Dispersés face à des acheteurs peu nombreux et bien organisés, les agriculteurs ont développé des stratégies de regroupement à travers notamment les coopératives agricoles. Ils peuvent également se regrouper sous d'autres formes d'organisation de producteurs, notamment sous forme d'associations.

LES COOPÉRATIVES AGRICOLES : UNE FORME DE REGROUPEMENT DES PRODUCTEURS
POUR PESER FACE À L'AVAL DES FILIÈRES

Avec environ 3 000 entreprises industrielles et commerciales (coopératives, unions de coopératives et sociétés d'intérêt collectif agricole) et 12 500 coopératives d'utilisation de matériel agricole (CUMA), le secteur coopératif est largement développé en France.

Il représente 40 % du secteur de l'agro-alimentaire. Les trois quarts des exploitations agricoles du pays sont adhérentes à au moins une coopérative.

Interface entre le producteur et le marché, l'entreprise coopérative organise la solidarité entre amont et aval. Le producteur est un associé, intéressé aux résultats de la coopérative à travers la ristourne de fin d'année.

Il est sécurisé également par rapport à l'écoulement de sa production puisque le contrat de coopérateur prévoit un apport total des produits à la coopérative, à charge pour elle de vendre ensuite le produit.

L'existence d'un fort secteur coopératif résulte d'une tradition d'organisation économique de l'agriculture de près d'un siècle, qui s'est accélérée après 1945, destinée à préserver le pouvoir économique des agriculteurs.

Cependant, les coopératives ne sont pas exonérées de l'exigence de compétitivité pour la vente de leurs productions agricoles et agro-industrielles sur des marchés concurrentiels. Dans le lait, comme dans la vigne ou les céréales, elles permettent aux agriculteurs de davantage peser dans la décision économique, mais restent soumises aux règles du marché.

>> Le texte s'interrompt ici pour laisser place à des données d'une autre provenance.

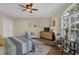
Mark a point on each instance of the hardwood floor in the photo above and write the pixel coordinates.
(54, 50)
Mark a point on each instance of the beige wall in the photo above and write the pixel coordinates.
(57, 18)
(3, 16)
(22, 25)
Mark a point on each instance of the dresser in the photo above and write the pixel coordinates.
(2, 46)
(47, 35)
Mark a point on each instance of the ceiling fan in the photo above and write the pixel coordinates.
(28, 7)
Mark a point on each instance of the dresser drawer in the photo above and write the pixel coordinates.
(2, 50)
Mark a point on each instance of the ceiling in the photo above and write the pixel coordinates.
(44, 9)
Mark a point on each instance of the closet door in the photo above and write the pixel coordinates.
(7, 28)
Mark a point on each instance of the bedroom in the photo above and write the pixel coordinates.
(17, 26)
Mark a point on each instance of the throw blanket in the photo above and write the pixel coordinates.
(18, 46)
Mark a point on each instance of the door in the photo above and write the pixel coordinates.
(7, 28)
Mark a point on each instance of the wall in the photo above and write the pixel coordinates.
(22, 25)
(3, 16)
(57, 18)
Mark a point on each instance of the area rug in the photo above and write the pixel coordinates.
(41, 48)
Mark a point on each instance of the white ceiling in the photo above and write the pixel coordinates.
(44, 9)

Cependant, la concentration de l'offre dans l'agriculture peut se heurter au droit de la concurrence, qui empêche des regroupements importants permettant de peser réellement sur le marché.

De ce point de vue, le droit européen est paradoxal, puisqu'il admet des coopératives historiques, comme par exemple au Danemark, qui concentrent la quasi totalité de la collecte de lait (Arla Foods), mais empêche dans le même temps les producteurs de lait français de se regrouper s'ils représentent un chiffre d'affaires de plus de 40 millions d'euros dans l'Union européenne ou une part de marché de plus de 5 % 16 ( * ) sur un marché pertinent, celui-ci pouvant être apprécié non pas au niveau de l'ensemble de l'Union européenne mais d'un État membre voire d'une région.

La conséquence de cette atomisation des producteurs est simple : le pouvoir de négociation des prix des producteurs est faible : ils sont dans une situation que les économistes appellent « price-taker », et sont dans l'obligation de vendre au prix du marché, sans pouvoir agir sur lui .

* 14 Chiffres tirés de l'avis du Conseil de la concurrence n° 08-A-07 du 7 mai 2008 relatif à l'organisation économique de la filière fruits et légumes.

* 15 Centre d'études et de prospective, L'OCDE et les politiques agricoles : une analyse critique, mars 2010.

* 16 Voir le document de la Direction générale concurrence de la commission européenne du 16 février 2010 intitulé : Comment la politique de concurrence de l'UE aide les producteurs de lait en Europe.